OPINION: Connectivity at core of big industry changes

Controversially he recently bought Twitter, gave us Teslas, and is revolutionising space travel with SpaceX, so you might wonder how Elon Musk can have any sort of influence on agriculture.

Recently I was on a Microsoft Teams meeting where grain producers who farm in a rural remote area commented that they were able to finally have reliable connectivity because of Elon’s Starlink.

The broadband internet that Starlink  provides is enabling connectivity in farming regions and rural communities which have previously had little to no internet. It’s all driven by a constellation of low earth orbit satellites.

Two-thirds of Australia’s landmass currently has no mobile coverage, despite a third of Australia’s population living outside metropolitan cities.

Over the years, governments have tended to invest funds into more highly populated areas to fix mobile blackspots rather than farming country, which is often asset rich but less populated. It should be noted the Federal Government launched a $30 million On Farm Connectivity Program “to enable primary producers in agriculture, forestry and/or fisheries to extend connectivity in their fields so they can take advantage of connected machinery and sensor technology”.

Starlink isn’t the only solution in addressing the connectivity gap on-farm. Internet of Things networks are having positive impacts and there’s multiple technologies relating to antennas, repeaters, boosters, sensors and Wi-Fi solutions.

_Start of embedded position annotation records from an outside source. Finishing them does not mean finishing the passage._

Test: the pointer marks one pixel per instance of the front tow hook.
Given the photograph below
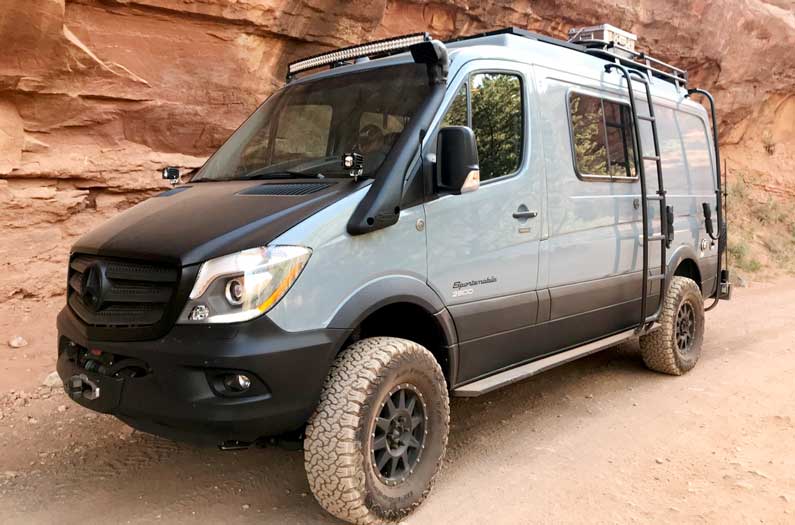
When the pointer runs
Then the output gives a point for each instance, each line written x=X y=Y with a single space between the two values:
x=81 y=386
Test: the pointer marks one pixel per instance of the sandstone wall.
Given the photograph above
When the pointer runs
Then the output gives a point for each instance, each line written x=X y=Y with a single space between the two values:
x=97 y=95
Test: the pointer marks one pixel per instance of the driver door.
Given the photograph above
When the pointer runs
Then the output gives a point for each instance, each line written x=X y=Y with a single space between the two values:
x=483 y=246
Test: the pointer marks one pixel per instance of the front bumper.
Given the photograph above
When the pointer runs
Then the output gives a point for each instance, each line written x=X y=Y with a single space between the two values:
x=176 y=398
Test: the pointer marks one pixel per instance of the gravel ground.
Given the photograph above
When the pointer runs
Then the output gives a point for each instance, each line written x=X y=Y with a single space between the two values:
x=599 y=440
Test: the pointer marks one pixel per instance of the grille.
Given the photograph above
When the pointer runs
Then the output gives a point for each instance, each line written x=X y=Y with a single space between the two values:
x=286 y=189
x=119 y=293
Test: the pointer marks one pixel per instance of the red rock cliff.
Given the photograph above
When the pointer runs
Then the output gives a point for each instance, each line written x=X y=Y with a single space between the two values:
x=97 y=95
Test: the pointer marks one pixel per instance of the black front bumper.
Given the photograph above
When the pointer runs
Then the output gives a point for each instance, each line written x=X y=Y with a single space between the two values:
x=177 y=399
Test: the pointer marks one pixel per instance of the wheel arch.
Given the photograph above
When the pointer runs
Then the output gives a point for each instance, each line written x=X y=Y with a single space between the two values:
x=684 y=263
x=420 y=313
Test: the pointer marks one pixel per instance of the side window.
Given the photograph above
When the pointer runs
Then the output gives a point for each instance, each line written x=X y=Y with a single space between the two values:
x=497 y=119
x=303 y=132
x=602 y=135
x=457 y=114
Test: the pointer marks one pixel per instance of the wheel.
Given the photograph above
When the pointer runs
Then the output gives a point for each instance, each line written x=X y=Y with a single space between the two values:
x=376 y=441
x=675 y=347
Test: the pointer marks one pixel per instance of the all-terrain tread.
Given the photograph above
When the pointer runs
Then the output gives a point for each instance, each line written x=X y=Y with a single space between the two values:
x=658 y=348
x=333 y=456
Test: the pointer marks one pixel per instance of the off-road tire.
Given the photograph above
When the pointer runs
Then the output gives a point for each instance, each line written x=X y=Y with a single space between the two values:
x=659 y=349
x=339 y=460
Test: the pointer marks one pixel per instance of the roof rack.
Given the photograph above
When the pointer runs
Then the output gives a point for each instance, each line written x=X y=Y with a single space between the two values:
x=607 y=50
x=636 y=60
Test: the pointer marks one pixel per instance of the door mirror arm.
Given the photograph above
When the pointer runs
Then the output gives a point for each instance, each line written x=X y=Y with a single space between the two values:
x=457 y=169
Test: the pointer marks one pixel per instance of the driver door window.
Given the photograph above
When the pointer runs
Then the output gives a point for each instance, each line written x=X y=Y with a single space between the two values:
x=492 y=105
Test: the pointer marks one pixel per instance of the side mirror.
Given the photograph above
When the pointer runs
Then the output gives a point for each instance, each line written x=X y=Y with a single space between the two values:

For broadacre cropping, reliable connectivity is critical to ensure producers get the most out of significant investment in digital agriculture and machinery. With the high costs of inputs, reducing costs through accuracy by utilising precision agriculture equipment is important but to do that, you need full connectivity. There’s no room for patchy reception.

Currently, Grain Producers SA is undertaking a pilot project with Zetifi, another option for connectivity in regional areas, where there previously hasn’t been reliable access. Three grain producers on the Eyre Peninsula and Yorke Peninsula are utilising this technology to help bridge connectivity gaps on-farm.

These solutions are changing the way our grain producers do business and for solutions such as Starlink, it’s privately funded.

With reliable connectivity, producers are able to monitor soil moisture, crop biomass, real-time weather, just to name a few, in a very accurate manner that is impossible for even the most experienced agriculturalist to detect.

So what does Elon Musk and agriculture have in common? Well, we really are connected – even if only by a satellite!